July 22: Xerox Corp. says net income jumped 62 percent in the second quarter as the company reaped the benefits of its $6 billion acquisition of outsourcer Affiliated Computer Services and notched strong printer sales. It also raises its 2010 guidance. CEO Ursula Burns points to "some signs of life" in spending by large corporations.
Microsoft Corp. says its net income surged in the most recent quarter, the latest sign that businesses are again spending on technology. Strong sales of Windows, particularly to Microsoft's corporate customers, and of Office 2010 helped boost results.
Amazon.com Inc. says net income jumped, bolstered by shoppers who spent more with the online retailer even as consumer confidence fell overall.
July 28: Corning Inc. posts a sharp increase in its second-quarter earnings because of strong sales of its glass for flat-panel televisions and mobile devices. The company sees "substantial growth opportunities" in LCD glass as LCD television sets start to spread to emerging markets, notably China.

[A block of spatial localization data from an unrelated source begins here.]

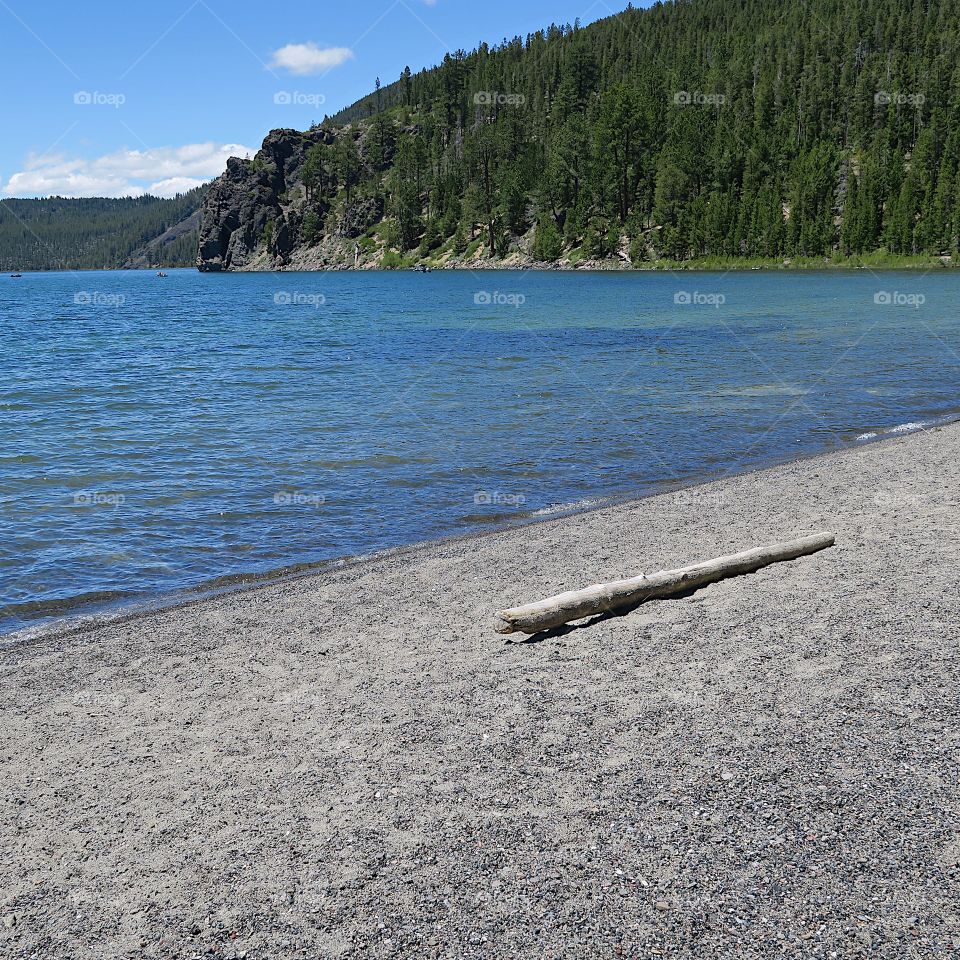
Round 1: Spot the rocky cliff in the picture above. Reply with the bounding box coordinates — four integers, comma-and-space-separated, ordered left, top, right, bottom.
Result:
195, 124, 622, 273
196, 111, 627, 272
198, 129, 320, 271
197, 127, 397, 272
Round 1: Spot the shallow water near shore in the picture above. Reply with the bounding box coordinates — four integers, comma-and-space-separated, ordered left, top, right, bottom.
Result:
2, 267, 959, 634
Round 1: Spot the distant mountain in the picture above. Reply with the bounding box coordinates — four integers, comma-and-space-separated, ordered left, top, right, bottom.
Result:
0, 189, 207, 271
198, 0, 960, 271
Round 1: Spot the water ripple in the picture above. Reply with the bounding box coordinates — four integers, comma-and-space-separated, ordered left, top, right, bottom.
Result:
2, 268, 959, 632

Aug. 11: Cisco Systems Inc. reports a 79 percent increase in earnings in the latest quarter as its customers continued to catch up on delayed purchases of networking gear, but its stock fell as revenue missed Wall Street expectations. CEO says company is seeing signs of the economic recovery slowing down.

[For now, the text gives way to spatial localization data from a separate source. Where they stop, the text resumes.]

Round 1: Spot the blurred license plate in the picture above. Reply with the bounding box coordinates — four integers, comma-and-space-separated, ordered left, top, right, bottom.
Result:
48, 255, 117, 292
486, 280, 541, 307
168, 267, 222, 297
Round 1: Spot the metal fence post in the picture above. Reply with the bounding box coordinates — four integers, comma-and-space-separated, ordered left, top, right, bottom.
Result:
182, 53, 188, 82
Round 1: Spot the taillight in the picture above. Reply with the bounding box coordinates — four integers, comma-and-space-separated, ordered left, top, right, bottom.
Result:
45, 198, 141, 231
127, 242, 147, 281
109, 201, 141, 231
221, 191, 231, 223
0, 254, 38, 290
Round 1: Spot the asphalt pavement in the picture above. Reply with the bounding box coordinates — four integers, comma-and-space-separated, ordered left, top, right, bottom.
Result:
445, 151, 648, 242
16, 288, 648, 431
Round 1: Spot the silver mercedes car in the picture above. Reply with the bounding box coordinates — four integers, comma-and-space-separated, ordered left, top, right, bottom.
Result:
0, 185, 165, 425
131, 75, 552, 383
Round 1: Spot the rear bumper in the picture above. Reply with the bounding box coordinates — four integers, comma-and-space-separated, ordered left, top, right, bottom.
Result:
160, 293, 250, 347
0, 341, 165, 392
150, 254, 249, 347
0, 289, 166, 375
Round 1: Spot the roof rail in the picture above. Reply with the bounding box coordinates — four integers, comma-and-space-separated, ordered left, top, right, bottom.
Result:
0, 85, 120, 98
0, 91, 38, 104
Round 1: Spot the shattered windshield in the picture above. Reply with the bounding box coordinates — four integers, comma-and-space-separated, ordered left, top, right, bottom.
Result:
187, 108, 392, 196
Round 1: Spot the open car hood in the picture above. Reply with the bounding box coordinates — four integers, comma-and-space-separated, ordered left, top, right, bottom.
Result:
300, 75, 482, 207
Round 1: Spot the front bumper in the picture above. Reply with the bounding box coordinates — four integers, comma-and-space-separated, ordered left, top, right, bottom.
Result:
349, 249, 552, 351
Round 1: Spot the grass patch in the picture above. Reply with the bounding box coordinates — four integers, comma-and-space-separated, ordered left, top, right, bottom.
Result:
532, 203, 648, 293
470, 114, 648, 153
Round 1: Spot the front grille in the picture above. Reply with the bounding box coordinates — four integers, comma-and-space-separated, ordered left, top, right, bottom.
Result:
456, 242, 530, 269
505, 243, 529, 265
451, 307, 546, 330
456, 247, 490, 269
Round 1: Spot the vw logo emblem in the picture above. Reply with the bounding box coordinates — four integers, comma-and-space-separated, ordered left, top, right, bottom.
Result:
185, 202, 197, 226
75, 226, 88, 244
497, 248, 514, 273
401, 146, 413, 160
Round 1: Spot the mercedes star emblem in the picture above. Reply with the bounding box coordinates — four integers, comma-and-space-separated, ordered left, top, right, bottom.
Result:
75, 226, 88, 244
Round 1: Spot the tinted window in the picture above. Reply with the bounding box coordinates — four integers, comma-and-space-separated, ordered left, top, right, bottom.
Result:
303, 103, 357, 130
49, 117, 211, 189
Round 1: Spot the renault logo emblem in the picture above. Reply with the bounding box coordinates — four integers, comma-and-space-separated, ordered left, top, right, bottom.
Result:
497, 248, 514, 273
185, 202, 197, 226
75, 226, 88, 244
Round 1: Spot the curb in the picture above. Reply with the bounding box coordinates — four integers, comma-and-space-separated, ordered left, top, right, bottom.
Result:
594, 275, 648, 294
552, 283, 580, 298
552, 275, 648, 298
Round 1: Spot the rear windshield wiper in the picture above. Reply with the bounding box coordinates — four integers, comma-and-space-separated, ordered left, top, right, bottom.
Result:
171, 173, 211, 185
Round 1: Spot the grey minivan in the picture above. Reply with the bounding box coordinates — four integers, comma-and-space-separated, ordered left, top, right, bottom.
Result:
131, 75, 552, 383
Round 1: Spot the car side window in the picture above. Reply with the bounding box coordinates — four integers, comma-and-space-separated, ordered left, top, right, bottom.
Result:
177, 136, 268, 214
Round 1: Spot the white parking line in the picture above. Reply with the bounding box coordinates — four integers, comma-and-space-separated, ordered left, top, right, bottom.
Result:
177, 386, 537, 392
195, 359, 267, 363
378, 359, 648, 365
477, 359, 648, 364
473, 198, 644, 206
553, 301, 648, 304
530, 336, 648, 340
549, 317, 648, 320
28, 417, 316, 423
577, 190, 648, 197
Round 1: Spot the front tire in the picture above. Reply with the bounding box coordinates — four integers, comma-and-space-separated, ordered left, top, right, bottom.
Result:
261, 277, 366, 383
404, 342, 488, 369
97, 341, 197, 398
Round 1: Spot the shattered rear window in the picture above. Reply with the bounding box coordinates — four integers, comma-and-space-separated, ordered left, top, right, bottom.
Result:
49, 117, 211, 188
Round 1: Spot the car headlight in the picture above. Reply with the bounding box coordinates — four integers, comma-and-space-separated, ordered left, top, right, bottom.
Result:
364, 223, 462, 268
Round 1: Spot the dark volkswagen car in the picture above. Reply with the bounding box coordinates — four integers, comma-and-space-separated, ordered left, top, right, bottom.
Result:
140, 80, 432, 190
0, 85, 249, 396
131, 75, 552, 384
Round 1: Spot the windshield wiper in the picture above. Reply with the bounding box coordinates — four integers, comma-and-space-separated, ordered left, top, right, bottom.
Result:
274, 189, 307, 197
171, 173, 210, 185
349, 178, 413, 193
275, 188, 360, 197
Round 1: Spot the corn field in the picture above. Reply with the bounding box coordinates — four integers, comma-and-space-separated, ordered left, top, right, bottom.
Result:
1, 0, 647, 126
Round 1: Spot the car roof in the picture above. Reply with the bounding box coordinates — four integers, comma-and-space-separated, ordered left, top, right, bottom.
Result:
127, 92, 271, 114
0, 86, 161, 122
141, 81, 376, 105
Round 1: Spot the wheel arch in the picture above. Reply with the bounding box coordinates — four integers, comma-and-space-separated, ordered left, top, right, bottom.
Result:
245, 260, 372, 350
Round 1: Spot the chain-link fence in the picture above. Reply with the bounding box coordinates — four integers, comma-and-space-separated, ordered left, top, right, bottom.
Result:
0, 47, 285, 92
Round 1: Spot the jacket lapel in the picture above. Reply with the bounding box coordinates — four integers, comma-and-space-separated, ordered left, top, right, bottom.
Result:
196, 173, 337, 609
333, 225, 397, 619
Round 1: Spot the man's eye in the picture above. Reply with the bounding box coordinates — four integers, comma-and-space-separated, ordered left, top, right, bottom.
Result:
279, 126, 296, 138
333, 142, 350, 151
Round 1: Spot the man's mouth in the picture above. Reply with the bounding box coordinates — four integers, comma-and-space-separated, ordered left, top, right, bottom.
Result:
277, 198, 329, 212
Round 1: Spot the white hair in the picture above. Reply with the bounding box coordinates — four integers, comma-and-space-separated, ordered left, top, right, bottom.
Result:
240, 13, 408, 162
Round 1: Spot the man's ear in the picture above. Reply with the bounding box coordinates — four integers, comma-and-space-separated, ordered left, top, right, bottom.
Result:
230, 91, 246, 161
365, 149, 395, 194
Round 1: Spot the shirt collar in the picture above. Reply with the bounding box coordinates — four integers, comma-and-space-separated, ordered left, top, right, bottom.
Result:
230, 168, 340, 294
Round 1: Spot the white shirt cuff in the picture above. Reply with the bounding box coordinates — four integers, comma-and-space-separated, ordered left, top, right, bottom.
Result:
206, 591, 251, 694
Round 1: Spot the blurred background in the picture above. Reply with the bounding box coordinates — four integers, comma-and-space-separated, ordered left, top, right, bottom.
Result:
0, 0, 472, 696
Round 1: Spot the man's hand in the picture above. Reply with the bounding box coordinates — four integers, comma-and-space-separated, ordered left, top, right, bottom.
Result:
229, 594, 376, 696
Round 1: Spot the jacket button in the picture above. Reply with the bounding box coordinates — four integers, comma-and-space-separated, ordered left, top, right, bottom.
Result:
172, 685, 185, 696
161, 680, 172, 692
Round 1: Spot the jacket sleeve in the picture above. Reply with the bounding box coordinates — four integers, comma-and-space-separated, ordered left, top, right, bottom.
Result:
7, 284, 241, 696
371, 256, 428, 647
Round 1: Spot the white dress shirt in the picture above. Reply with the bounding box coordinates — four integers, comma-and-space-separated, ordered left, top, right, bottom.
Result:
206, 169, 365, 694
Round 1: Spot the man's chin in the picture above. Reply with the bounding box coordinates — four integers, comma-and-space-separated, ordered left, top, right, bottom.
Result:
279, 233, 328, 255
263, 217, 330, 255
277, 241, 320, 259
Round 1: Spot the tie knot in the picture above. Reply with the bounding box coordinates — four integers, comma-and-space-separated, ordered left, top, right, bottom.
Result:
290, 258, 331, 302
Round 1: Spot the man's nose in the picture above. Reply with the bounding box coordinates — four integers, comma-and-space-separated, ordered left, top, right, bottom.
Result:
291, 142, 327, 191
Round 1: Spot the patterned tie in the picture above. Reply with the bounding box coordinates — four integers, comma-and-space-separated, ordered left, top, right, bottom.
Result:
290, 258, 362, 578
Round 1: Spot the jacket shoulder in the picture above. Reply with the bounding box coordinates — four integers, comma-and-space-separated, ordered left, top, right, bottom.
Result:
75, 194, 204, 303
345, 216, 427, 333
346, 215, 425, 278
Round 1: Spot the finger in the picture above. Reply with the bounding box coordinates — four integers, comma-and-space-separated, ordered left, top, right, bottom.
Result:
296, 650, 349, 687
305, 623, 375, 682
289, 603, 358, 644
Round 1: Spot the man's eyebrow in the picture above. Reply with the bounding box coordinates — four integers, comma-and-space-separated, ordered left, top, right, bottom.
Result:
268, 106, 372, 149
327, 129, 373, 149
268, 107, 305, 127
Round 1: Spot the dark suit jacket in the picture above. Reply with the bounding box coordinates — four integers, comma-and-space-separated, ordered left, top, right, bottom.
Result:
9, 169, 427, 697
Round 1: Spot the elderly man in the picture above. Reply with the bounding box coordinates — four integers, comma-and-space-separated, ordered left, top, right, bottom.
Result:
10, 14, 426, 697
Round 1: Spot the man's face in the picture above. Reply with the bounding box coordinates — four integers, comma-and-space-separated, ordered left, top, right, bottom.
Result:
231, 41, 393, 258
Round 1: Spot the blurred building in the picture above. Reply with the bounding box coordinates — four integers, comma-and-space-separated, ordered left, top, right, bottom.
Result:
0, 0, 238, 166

Aug. 19: Hewlett-Packard Co. reports that net income jumped 6 percent and revenue notched 11 percent higher in HP's last full quarter under now-ousted CEO Mark Hurd. But the numbers also show that one of Hurd's biggest projects - transforming HP into a technology-services powerhouse like IBM Corp. - is progressing slowly, as many companies are hesitant to commit to long-term deals out of fears about the economy. Revenue in the services division, HP's most profitable, grew just 1 percent to $8.6 billion.
PC maker Dell Inc. says its net income improved 16 percent in the most recent quarter, as companies spent more on servers, storage and computers for employees. But a key measure called gross profit margin fell. The percentage of revenue left after subtracting the cost of making products fell to 16.6 percent from 18.7 percent a year ago. Prices remained high for some PC components, including memory and LCD screens.

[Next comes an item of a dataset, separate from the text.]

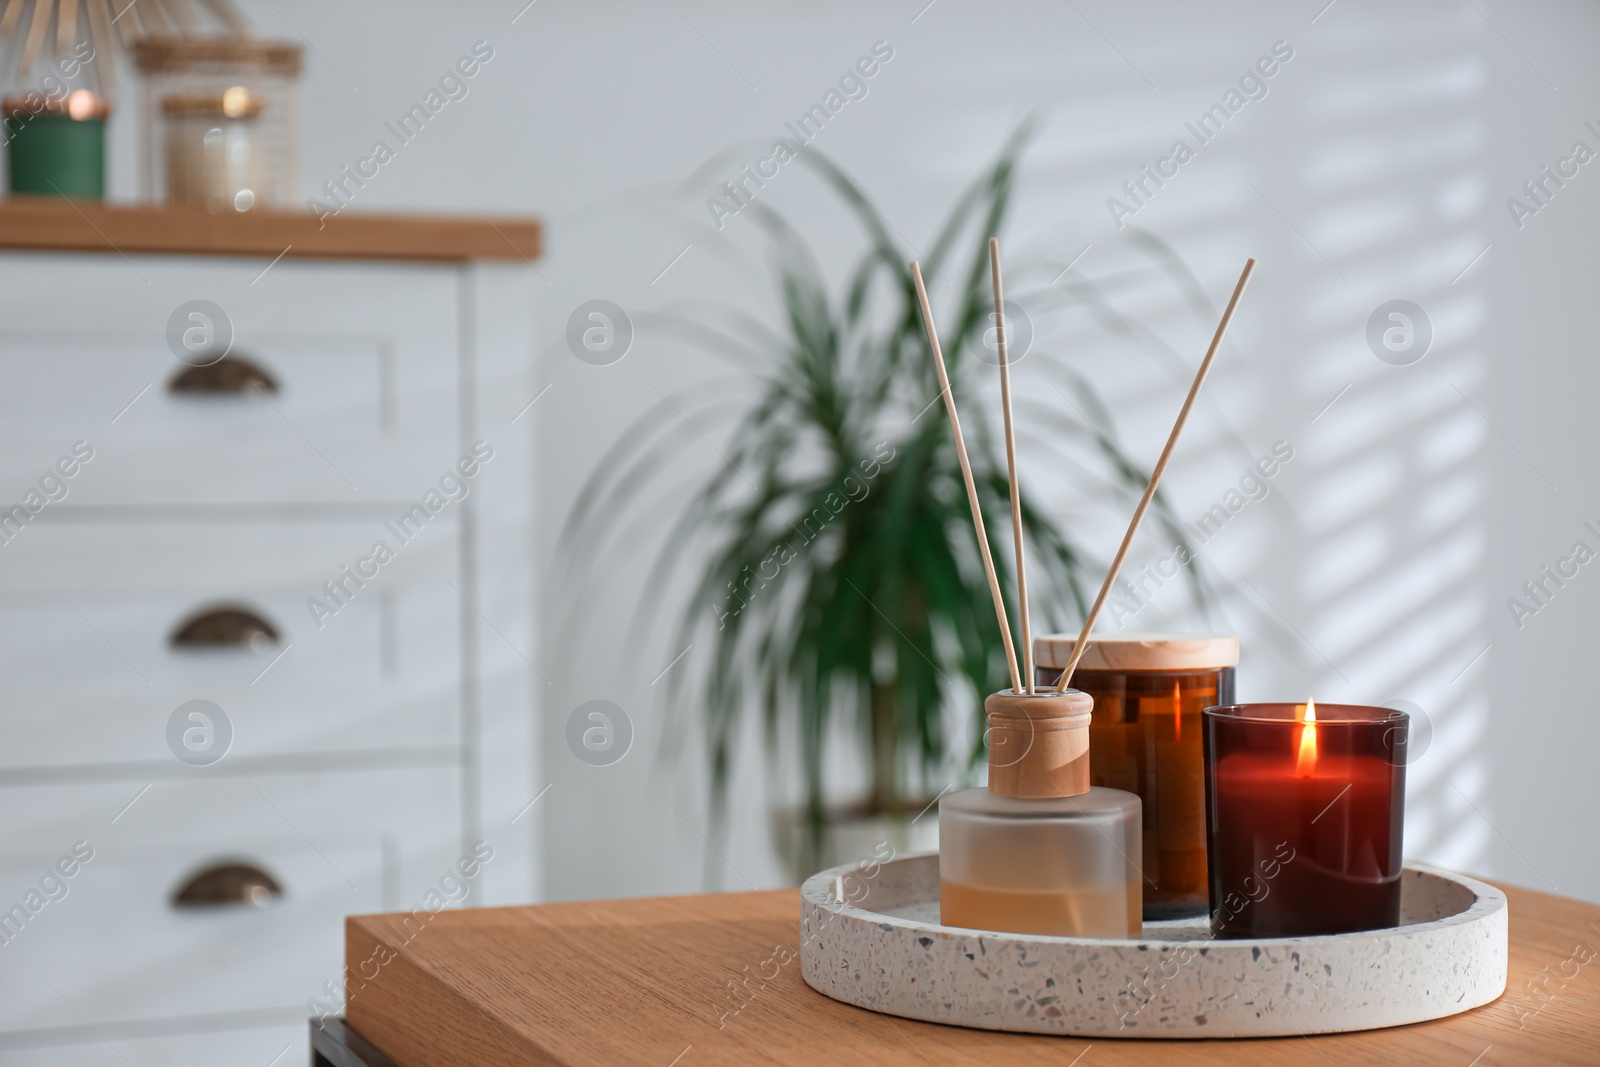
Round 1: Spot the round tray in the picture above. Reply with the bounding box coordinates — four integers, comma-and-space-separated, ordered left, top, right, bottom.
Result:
799, 854, 1507, 1038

Aug. 27: Intel cuts sales forecast for the quarter, citing weaker demand for consumer PCs. Intel says it now expects revenue of $10.8 billion to $11.2 billion for the fiscal third quarter, compared with a previous forecast of $11.2 billion to $12 billion.
Sept. 16: Oracle Corp.'s net income swelled 20 percent in the latest quarter as the world's biggest maker of database software prospered from freer technology spending by corporations. Its core business is thriving because businesses have pumped up their investments in the programs that run their back offices.
Sept. 21: Adobe Systems Inc. says its net income in the most recent quarter skyrocketed 69 percent, helped by strong sales of Creative Suite 5, the flagship software package that includes Photoshop and Illustrator. However, the company's revenue outlook for the current quarter fell short of Wall Street's expectations. Adobe cited slower sales of its design software in the U.S. education market and in Japan.